Hiding her body behind the tree she glanced at the wide, brown soil with only a single tree every now and then.
She felt uncomfortable thinking about the little cover those rare trees gave her out in the open of the steppe.
There were some bushes between the trees, but they had rarely leaves. She could easily see through them even from her distant point of view.
The light green, dray grass, didn’t spread even over the ground. Even if she tried to crawl, it wasn’t high enough to cover her.
Nea turned the blue, smooth chip around in her hand.
Where did it belong to? To which direction should she turn? Straight out into the open, or better following the border between the forest and the steppe until she found a clue of her target?
Nea rolled her thoughts back and forth.
She leaned closer at the stem, feeling the rough bark under her naked skin. It felt familiar. She lived in the forest all her live. Never had she left it before, except in her dreams.
The birds who sung behind her sounded familiar. The sounds from the land in front of her was foreign.
There was a rustling. It seemed to come from the dray wind, blowing through the grass.

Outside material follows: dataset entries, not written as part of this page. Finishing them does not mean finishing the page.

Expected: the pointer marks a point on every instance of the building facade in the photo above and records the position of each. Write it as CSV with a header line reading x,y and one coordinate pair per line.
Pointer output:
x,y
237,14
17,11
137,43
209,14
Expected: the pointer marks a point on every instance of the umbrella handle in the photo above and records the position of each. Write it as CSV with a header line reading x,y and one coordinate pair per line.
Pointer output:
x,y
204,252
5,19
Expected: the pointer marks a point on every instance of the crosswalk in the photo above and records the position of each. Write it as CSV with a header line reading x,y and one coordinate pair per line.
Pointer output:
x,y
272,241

In the distance she heard some stomping. Maybe from a wild hunter, maybe from a drove of not so dangerous animals.
Carefully Nea hid behind her tree. Trying to make herself invisible to everyone watching from the open land towards the forest border.

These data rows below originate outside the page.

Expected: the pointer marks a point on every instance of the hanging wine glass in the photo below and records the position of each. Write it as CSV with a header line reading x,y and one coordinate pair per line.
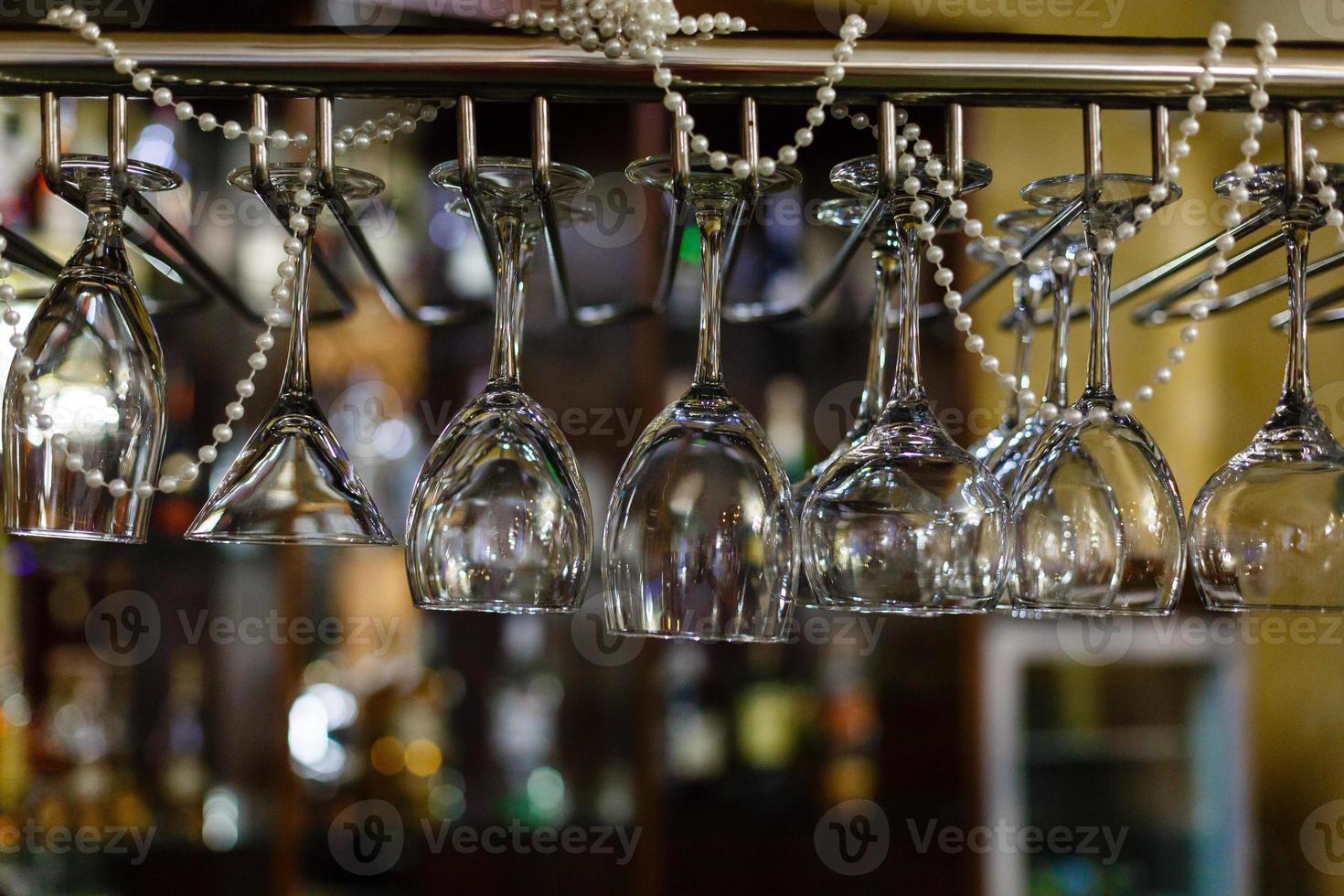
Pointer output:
x,y
699,529
907,521
846,214
1027,291
500,516
83,407
1100,524
1264,531
293,483
1008,460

Watching out to the open land made Nea feel very solitary and vulnerable.
Everything looked different, sounded different, even the grass smelled different. It was neither the fresh scent she smelled high on the top of the forest giant looking over the treetops, nor the rotten smell from the forest ground.
The open land smelled light and fresh, but not sprouting.
It looked dry and hard.
Nea looked closer. The many fissures in the ground spoke a clear language: The ground hungered for water.

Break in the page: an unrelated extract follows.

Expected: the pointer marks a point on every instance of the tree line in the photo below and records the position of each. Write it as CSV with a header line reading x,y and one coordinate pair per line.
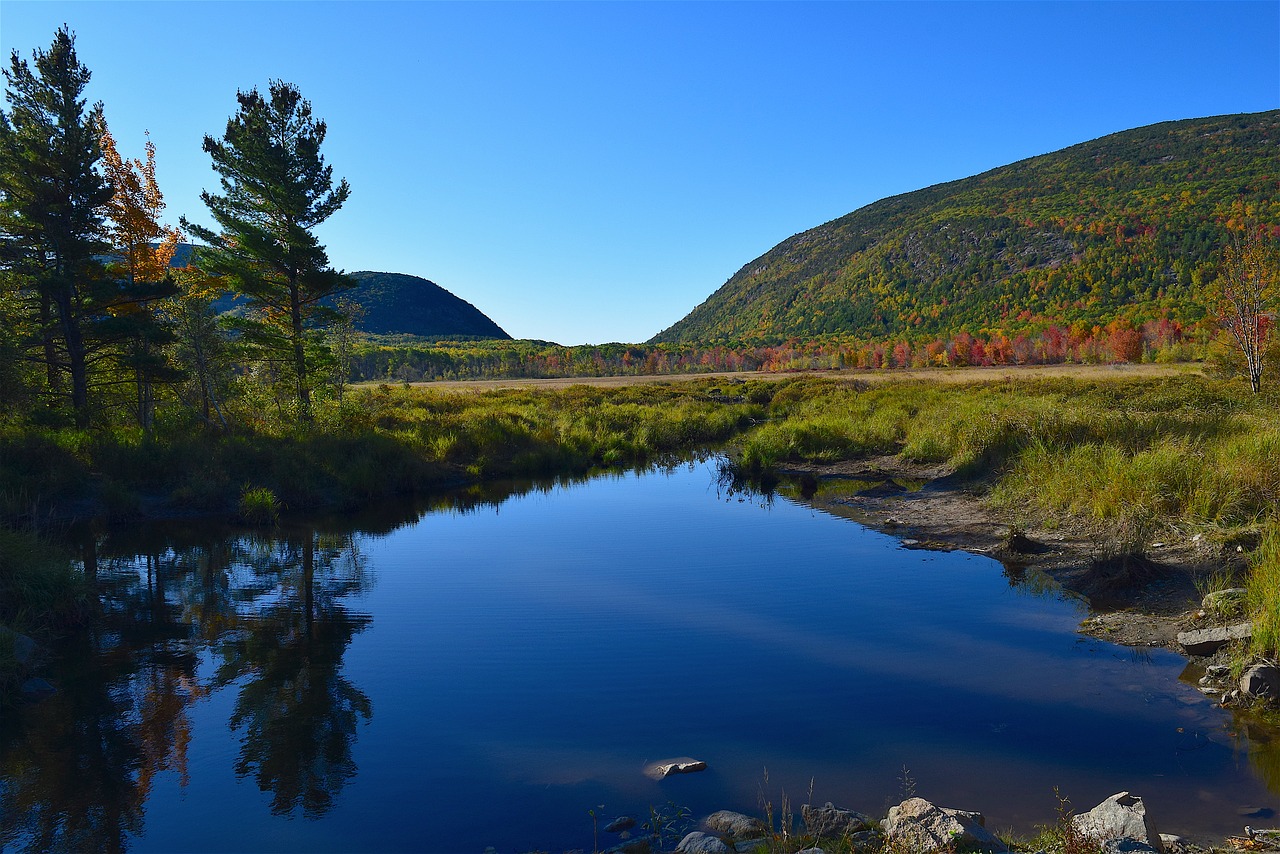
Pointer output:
x,y
95,324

Nea wondered. In the forest it rained every day. She needed her palm leaves to stay dry during her nights sleep.
The steppe looked like it rarely rained.
It looked like she felt. Devastated, exiled, abandoned. Would she ever return to the forest? Would Rea allow her to come back?
What a contrast by only going a step or two forward.
Nea thought about how her day had changed by only one action: Picking up the alien item that smashed her night’s leaves.
She would miss teaching the children and talking to her friends, no matter the fact, that they ignored her today. They were afraid.
She was afraid too.
Should she try to get rid of the chip again, by throwing it out? Maybe it would stay in the steppe and not flying back to her.
Nea didn’t really believe it.
The blue, smooth chip in her hand suddenly jumped a little bit.
Nea grabbed tighter, then opened her hand.
She hoped the chip would jump again. Jump out of her life like it jumped in.
The chip felt hot. It jumped again.
Nea’s hand jumped with it upwards and then to the left as if glued to it. She felt the pull to follow the jump. Follow it out into the open, walking along.
Nea made a step to the side. Now she stood next to the tree instead of behind. She was visible to every eye that might hide and watch the forest border.
Steps behind Nea rustled through the twigs and leaves laying on the soft brown forest ground.
Nea looked over her shoulder.
Rae, the leader of her group, stood in a bright spot. Rae’s eyes were black and felt like piercing arrows on Rae.
Nea straightened and turned around. She held the chip tight, to avoid further jumping, but failed. Her hand was pulled to the side, trying to make her walk into the open again.
“So you’re leaving the forest?”, Rae said.
Nea nodded cautiously.
What was Rae doing here? She normally never left the group. But Nea normally didn’t either, she reminded herself.
Rae held out her hand with her sharp, thin stone on the open palm. The leader’s knife. A sun ray glittered over the edge which was sharp enough to cut through skin.
Was Rae going to mark her as an outcast? But the knife was held wrong to do so.
Nea stared at the hand of her leader.
Cold fear crept over Nea’s back.
“Take it. You need every help you can get”, said Rae.
Nea checked Rae’s face.
Rae’s mouth was pressed together to a thin line. Her eyebrows were drawn together. She never saw Rae making such a face.
But Rae hadn’t attacked her, hadn’t threatened her like earlier this day.
“I’ll return it to you”, promised Nea.
Her promise didn’t lighten up Rae’s face. But Rae nodded nonetheless.
Nea stepped forward.
A little branch snapped under her foot. Was it an omen of the separation from her group? Would she ever be able to come back, to fit in again?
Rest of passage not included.